Roland retint avec peine la réponse qui lui vint sur les lèvres ; et, s’enveloppant de son manteau d’écarlate, il se jeta dans la barque que les deux rameurs, pressés eux-mêmes de voir la fête, firent voler rapidement vers l’ouest du lac. Lorsqu’ils gagnaient le large, Roland crut apercevoir le visage de Catherine Seyton, quoique soigneusement caché, et l’observant d’une meurtrière pour le voir partir. Il ôta son chapeau et l’éleva en l’air comme un signe qu’il la voyait et qu’il lui faisait ses adieux.
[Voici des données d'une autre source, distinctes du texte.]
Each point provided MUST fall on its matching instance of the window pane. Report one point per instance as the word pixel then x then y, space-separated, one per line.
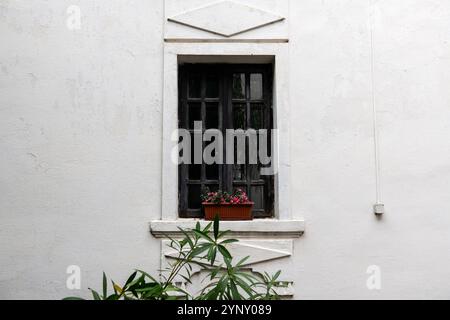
pixel 194 86
pixel 257 116
pixel 256 86
pixel 239 86
pixel 194 201
pixel 212 172
pixel 195 171
pixel 212 116
pixel 239 172
pixel 212 87
pixel 239 116
pixel 254 171
pixel 195 114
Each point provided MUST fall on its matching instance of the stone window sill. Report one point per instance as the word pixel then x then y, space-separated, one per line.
pixel 254 228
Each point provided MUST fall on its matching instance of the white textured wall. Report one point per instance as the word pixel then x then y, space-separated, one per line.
pixel 80 131
pixel 80 139
pixel 333 154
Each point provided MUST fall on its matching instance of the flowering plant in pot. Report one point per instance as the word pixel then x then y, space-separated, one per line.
pixel 228 206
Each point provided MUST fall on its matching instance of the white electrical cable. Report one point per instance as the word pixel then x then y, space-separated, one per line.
pixel 374 113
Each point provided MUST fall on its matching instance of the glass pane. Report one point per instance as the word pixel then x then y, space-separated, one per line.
pixel 254 171
pixel 257 116
pixel 212 172
pixel 195 114
pixel 194 201
pixel 194 86
pixel 256 86
pixel 238 172
pixel 212 116
pixel 239 86
pixel 239 116
pixel 212 87
pixel 195 171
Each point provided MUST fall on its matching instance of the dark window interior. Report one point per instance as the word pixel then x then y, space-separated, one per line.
pixel 225 96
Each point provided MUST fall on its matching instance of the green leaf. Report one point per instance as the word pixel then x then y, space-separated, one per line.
pixel 187 237
pixel 224 251
pixel 95 294
pixel 242 261
pixel 234 291
pixel 130 279
pixel 204 235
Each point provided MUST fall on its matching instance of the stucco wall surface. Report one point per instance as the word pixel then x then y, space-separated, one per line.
pixel 81 131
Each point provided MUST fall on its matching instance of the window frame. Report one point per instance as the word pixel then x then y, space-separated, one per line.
pixel 225 104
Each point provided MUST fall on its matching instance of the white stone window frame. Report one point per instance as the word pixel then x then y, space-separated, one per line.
pixel 283 224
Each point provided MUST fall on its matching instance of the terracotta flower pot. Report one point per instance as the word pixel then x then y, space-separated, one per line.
pixel 242 211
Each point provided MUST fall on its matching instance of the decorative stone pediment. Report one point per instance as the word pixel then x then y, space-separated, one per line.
pixel 224 21
pixel 226 18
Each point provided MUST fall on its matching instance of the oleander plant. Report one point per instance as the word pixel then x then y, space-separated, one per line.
pixel 199 247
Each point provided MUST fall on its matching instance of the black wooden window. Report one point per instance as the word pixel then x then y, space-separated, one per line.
pixel 225 97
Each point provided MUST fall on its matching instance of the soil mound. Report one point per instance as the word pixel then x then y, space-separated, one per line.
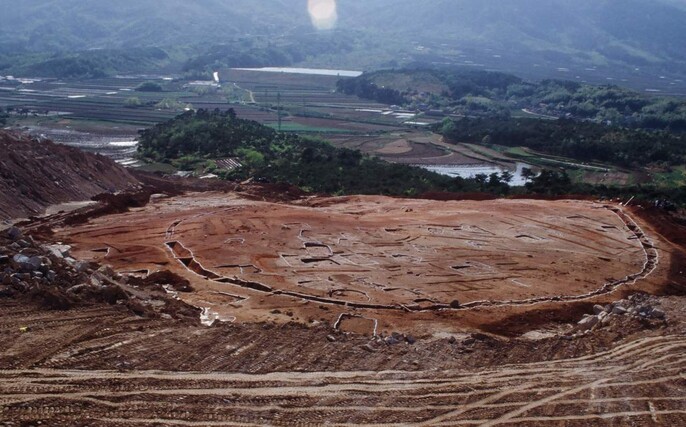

Un mouchoir blanc fut agité à travers la fenêtre, et pendant le reste de ce petit voyage, la pensée de Catherine Seyton combattit dans son cœur l’idée qu’il se faisait de la fête où il se rendait. À mesure qu’ils approchaient du rivage, ils entendaient plus distinctement la musique et les chants joyeux, les rires, les acclamations et les cris de plaisir. En un moment la barque fut amarrée, et Roland s’empressa de demander le chambellan : il voulait savoir d’abord de combien de temps il avait à disposer pour pouvoir l’employer le mieux possible.



  1. Dagon était une idole très-révérée des Philistins. Ce mot, en hébreu, signifie poisson : et en effet cette fausse divinité avait par le bas du corps la forme d’un dauphin. a. m.
  2. Baal, divinité fameuse chez les Babyloniens. Son nom, en chaldéen, signifie seigneur. Ses temples étaient bâtis sur des lieux hauts, c’est-à-dire sur le sommet des montagnes. a. m.